Zelenski insistió en que no se trata de palabras, sino de resultados, y sostuvo que solo una conversación cara a cara entre los dos mandatarios puede desbloquear los temas territoriales que frenan las negociaciones de paz. El Kremlin respondió con cautela: el asesor presidencial Yuri Ushakov indicó que aún no se había discutido la posibilidad de que Putin viaje al G20, aunque los preparativos de la cumbre siguen su curso normal.
El desafío del frente aéreo
En la misma entrevista, el presidente pintó un panorama preocupante para la defensa aérea ucraniana. Según sus cifras, Rusia produce alrededor de 140 misiles balísticos al mes, mientras que Ucrania necesitaría el doble, es decir, 280 proyectiles mensuales, para mantener el ritmo de intercepciones recomendado por la OTAN. Zelenski pidió a EE. UU. y a los aliados europeos intensificar el suministro de munición para los sistemas Patriot, apuntando a alcanzar entre 100 y 120 misiles al mes, sobre todo en los meses fríos, cuando los ataques a la infraestructura energética se intensifican.
A pesar de la presión, el mandatario aseguró que Ucrania se encuentra en una posición de mayor fortaleza en el campo de batalla y que Rusia paga un precio elevado por cada pequeño avance que logra. Comentó también que la visita reciente de los enviados estadounidenses Steve Witkoff y Jared Kushner a Kiev fue una “buena señal”, aunque no trajo resultados concretos.
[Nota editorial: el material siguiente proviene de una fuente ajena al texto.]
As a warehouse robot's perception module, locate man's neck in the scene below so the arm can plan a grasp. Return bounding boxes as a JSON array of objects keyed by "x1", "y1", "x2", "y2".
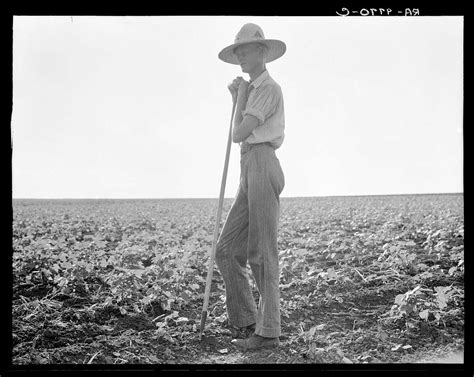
[{"x1": 249, "y1": 66, "x2": 267, "y2": 82}]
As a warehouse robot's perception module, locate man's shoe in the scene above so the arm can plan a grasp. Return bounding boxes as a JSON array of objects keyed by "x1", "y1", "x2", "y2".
[
  {"x1": 230, "y1": 323, "x2": 255, "y2": 339},
  {"x1": 232, "y1": 334, "x2": 280, "y2": 351}
]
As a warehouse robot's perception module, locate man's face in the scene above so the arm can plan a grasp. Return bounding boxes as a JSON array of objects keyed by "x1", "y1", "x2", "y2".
[{"x1": 234, "y1": 43, "x2": 264, "y2": 73}]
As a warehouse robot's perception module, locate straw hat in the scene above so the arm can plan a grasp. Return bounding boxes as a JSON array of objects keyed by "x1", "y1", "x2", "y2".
[{"x1": 218, "y1": 24, "x2": 286, "y2": 65}]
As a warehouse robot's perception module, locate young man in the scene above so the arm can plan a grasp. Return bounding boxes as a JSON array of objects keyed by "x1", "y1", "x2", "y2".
[{"x1": 216, "y1": 24, "x2": 286, "y2": 350}]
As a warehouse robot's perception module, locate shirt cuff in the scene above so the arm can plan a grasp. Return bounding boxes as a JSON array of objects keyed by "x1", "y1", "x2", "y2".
[{"x1": 242, "y1": 108, "x2": 265, "y2": 126}]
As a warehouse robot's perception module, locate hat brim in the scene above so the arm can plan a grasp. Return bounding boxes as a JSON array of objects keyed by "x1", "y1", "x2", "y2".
[{"x1": 218, "y1": 39, "x2": 286, "y2": 65}]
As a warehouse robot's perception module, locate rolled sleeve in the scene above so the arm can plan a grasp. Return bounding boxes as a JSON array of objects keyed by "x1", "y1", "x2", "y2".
[{"x1": 242, "y1": 85, "x2": 280, "y2": 126}]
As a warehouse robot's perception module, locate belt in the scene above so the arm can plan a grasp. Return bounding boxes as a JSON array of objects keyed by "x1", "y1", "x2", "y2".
[{"x1": 240, "y1": 142, "x2": 273, "y2": 154}]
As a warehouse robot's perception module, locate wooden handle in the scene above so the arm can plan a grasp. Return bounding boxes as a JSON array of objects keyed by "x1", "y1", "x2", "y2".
[{"x1": 199, "y1": 97, "x2": 236, "y2": 339}]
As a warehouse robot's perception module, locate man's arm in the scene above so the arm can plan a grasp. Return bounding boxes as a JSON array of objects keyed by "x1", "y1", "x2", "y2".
[{"x1": 232, "y1": 79, "x2": 259, "y2": 143}]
Contexto regional y repercusiones
La petición de Kiev se inscribe en una serie de iniciativas internacionales que buscan aislar a Moscú tras la invasión iniciada en 2022. Países de la UE y aliados de la OTAN ya han impuesto sanciones que van desde la congelación de activos hasta prohibiciones de exportación de tecnología militar. Sin embargo, la presión de los Estados Unidos sigue siendo decisiva, ya que su capacidad para imponer aranceles y bloquear inversiones energéticas puede marcar la diferencia entre una economía rusa que se debilita rápidamente o una que logra sortear los embates externos.
Mientras tanto, la población civil de Ucrania sigue pagando el precio más alto. Cada día que los misiles continúan cayendo, se incrementan las pérdidas humanas y materiales, y la necesidad de una respuesta internacional más firme se vuelve cada vez más urgente.